O capitão trouxe ao seu governo, além de uma tropa de oficiais de patente superior à sua, anos de discursos pretensamente moralistas, cívicos e patrióticos. Uma parcela da sociedade brasileira, de boa fé, louva suas mensagens como dignas de um enviado divino. Outros seguidores viram que esse incontrolável tatibitati seria uma ótima oportunidade para pôr em prática uma das únicas leis que o brasileiro segue fielmente, a de Gerson, aquela que diz que o importante é levar vantagem em tudo.
É mais que evidente que o país vive, em meio a uma grave crise econômica, uma volta ao passado, como se a ressurreição de carcomidos símbolos fosse afastar o povo brasileiro do precipício cada vez mais próximo a que ele, conscientemente, procurou se atirar.
Nossos políticos não prestam? Chamem os militares.
Nossos empresários são péssimos administradores? Ponham os militares em seu lugar.
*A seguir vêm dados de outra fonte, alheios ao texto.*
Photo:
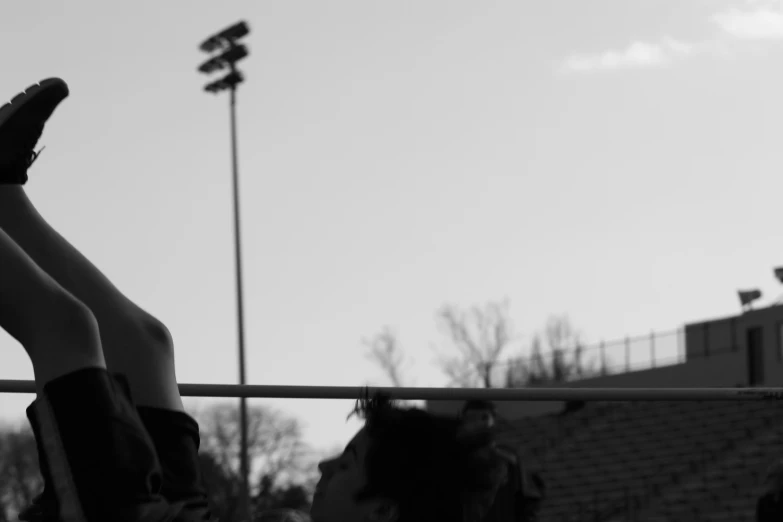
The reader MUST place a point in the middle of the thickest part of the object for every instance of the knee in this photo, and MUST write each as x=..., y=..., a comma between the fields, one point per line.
x=64, y=320
x=156, y=335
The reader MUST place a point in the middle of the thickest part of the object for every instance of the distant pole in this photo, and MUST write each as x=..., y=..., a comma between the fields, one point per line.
x=233, y=52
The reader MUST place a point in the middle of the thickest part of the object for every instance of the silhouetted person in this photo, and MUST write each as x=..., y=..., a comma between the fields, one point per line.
x=519, y=498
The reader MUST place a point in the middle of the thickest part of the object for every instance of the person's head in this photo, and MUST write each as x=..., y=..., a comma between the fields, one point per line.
x=479, y=414
x=407, y=465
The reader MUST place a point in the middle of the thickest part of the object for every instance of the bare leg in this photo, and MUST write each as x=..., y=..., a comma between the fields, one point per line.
x=134, y=343
x=58, y=332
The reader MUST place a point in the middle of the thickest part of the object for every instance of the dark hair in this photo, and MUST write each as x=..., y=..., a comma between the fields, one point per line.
x=433, y=469
x=479, y=405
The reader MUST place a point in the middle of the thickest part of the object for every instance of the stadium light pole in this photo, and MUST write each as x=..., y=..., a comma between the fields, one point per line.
x=225, y=42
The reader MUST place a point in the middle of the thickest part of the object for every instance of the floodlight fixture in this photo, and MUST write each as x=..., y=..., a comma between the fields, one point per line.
x=747, y=297
x=225, y=37
x=224, y=61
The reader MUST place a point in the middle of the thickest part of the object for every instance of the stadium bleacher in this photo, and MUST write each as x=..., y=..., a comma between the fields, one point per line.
x=652, y=461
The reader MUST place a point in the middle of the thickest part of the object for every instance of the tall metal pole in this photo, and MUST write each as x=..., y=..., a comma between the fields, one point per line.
x=240, y=311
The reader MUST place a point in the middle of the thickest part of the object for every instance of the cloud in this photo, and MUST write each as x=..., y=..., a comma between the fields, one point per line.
x=764, y=21
x=636, y=55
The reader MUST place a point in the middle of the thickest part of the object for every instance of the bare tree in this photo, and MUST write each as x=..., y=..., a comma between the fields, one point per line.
x=480, y=335
x=20, y=479
x=564, y=362
x=384, y=350
x=275, y=445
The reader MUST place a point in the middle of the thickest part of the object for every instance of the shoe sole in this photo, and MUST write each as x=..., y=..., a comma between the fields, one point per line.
x=8, y=110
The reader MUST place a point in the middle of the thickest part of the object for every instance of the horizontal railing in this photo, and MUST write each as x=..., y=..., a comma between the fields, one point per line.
x=449, y=394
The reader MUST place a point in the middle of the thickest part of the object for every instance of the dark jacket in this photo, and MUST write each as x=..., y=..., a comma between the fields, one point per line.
x=769, y=508
x=519, y=499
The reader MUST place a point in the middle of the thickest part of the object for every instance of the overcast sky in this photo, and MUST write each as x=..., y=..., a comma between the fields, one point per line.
x=616, y=161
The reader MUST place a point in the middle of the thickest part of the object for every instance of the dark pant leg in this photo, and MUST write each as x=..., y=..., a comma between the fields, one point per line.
x=102, y=463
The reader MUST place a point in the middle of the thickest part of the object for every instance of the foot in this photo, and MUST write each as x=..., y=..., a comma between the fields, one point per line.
x=22, y=122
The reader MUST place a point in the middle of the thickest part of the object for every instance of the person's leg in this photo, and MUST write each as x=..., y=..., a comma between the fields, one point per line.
x=135, y=344
x=100, y=459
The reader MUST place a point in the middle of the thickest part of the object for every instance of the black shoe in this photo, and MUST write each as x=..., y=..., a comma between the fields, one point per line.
x=22, y=121
x=103, y=464
x=176, y=438
x=44, y=506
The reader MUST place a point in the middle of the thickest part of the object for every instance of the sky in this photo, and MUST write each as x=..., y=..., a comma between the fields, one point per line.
x=615, y=161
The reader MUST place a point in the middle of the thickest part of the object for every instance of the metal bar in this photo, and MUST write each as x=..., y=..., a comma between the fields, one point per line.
x=456, y=394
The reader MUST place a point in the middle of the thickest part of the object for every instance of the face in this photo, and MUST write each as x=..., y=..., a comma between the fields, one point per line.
x=478, y=419
x=341, y=478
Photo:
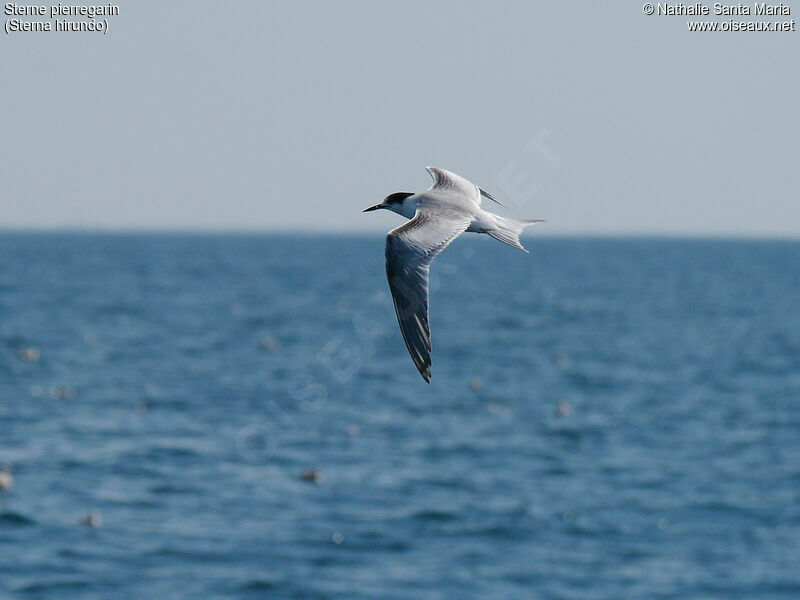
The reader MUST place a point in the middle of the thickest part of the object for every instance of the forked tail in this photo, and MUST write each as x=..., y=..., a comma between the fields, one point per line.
x=509, y=230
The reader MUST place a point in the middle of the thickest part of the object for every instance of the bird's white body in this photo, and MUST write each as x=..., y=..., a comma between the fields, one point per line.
x=436, y=216
x=482, y=221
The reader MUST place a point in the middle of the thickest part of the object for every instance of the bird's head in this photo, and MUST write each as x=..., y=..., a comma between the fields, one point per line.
x=397, y=202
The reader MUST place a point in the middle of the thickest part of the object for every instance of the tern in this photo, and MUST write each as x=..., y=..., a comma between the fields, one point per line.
x=451, y=206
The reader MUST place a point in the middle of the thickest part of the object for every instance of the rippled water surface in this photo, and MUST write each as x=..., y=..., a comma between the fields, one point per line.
x=607, y=419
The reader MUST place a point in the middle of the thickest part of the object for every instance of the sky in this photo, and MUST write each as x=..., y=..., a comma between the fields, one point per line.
x=297, y=115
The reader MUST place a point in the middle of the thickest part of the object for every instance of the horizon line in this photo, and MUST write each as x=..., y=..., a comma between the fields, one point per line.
x=301, y=232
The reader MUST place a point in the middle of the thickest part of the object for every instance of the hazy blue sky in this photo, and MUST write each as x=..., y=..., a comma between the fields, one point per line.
x=296, y=115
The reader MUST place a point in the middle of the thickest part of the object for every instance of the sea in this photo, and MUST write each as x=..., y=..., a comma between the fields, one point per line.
x=236, y=416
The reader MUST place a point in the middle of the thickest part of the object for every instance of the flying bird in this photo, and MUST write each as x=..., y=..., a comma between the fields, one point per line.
x=451, y=206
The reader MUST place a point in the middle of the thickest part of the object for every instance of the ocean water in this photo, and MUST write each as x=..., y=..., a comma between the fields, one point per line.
x=607, y=419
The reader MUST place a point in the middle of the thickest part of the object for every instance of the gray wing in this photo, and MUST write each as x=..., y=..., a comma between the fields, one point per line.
x=410, y=249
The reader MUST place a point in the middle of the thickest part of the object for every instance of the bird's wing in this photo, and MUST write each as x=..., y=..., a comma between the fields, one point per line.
x=410, y=249
x=486, y=194
x=444, y=181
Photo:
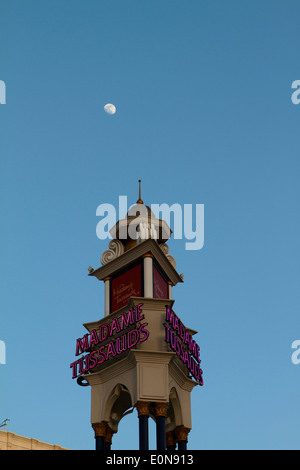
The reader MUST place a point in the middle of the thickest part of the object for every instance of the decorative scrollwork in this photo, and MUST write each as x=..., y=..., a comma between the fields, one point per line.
x=116, y=249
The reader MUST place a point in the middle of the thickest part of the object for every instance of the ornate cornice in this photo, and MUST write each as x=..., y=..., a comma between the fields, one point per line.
x=143, y=408
x=116, y=249
x=118, y=263
x=160, y=409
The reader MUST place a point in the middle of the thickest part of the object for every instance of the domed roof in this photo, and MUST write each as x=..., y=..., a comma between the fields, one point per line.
x=140, y=210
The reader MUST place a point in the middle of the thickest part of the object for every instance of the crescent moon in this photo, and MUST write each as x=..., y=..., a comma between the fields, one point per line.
x=110, y=108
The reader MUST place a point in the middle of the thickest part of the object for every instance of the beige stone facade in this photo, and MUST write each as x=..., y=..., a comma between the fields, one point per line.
x=12, y=441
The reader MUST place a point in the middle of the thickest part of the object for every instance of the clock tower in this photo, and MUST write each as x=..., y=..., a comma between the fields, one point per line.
x=139, y=354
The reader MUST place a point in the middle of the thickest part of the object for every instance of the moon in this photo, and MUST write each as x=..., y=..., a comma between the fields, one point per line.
x=110, y=108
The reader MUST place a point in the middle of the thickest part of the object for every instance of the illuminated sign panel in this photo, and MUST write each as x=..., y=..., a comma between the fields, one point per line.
x=183, y=344
x=125, y=285
x=160, y=285
x=110, y=340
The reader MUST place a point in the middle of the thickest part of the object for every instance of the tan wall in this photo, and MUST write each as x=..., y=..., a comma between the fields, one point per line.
x=11, y=441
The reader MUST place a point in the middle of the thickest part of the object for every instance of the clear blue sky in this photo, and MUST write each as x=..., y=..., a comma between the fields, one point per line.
x=204, y=115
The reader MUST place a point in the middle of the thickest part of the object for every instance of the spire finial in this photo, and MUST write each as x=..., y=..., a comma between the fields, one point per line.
x=140, y=194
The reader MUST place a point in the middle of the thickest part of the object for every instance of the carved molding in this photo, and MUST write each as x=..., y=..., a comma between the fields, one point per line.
x=160, y=409
x=143, y=408
x=100, y=429
x=116, y=249
x=182, y=433
x=165, y=249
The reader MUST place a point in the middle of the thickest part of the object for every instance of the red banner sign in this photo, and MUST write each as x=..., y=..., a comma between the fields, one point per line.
x=126, y=285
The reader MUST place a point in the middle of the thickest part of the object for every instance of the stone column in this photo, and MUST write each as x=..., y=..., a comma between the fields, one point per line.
x=181, y=433
x=107, y=296
x=148, y=275
x=100, y=434
x=160, y=410
x=143, y=409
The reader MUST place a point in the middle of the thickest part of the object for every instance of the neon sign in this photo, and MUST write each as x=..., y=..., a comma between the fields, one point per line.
x=114, y=343
x=183, y=344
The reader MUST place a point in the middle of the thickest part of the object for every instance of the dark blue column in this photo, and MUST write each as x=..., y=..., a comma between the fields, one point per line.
x=160, y=410
x=182, y=433
x=143, y=409
x=100, y=433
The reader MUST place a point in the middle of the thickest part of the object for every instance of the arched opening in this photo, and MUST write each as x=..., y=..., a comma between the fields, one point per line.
x=118, y=405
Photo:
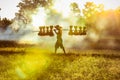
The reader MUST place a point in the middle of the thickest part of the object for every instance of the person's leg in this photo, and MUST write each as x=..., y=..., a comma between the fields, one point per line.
x=56, y=47
x=63, y=48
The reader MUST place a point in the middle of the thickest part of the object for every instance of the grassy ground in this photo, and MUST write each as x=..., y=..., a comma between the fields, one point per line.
x=34, y=63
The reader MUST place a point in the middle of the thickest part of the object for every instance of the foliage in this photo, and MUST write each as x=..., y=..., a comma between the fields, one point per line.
x=4, y=23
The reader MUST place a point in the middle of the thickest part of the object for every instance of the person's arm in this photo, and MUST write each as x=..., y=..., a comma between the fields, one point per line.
x=55, y=31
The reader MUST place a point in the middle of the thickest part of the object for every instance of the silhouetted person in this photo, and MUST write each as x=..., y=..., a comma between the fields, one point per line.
x=59, y=43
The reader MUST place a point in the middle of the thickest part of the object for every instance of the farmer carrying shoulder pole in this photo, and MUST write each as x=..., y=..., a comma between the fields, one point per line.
x=58, y=31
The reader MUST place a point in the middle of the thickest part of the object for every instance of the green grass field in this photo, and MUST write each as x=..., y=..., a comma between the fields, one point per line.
x=34, y=63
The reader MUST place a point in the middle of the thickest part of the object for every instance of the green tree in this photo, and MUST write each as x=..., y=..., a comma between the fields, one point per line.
x=91, y=11
x=4, y=23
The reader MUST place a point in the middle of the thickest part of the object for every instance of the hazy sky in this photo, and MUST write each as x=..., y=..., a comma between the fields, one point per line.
x=9, y=6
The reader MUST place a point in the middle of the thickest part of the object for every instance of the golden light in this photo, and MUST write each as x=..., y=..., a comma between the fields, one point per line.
x=62, y=6
x=39, y=18
x=32, y=64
Nossa polícia é incapaz de reprimir o crime? Convoquem os militares.
Nossos professores não ensinam à juventude valores suficientes para levá-la ao sucesso e à felicidade? Ora, simples, deixem a educação para os militares.
A sensação é que a Jundiaí da minha juventude, aquela que comemorava com um feriado o 31 de março, saiu da máquina do tempo.
Dias atrás, nesta pequena Serra Negra, tivemos um claro exemplo de como não só esse deja vu está cada vez mais forte, como também a Lei de Gerson ainda persiste incólume e sobranceira sobre todas as outras: fato incomum, as escolas públicas da cidade foram invadidas por representantes de um tal "instituto militar", convidando os jovens para uma prova preparatória a uma carreira - adivinhem onde? - nas Forças Armadas. E com promessas de salários mais que tentadores para estes dias de desalento.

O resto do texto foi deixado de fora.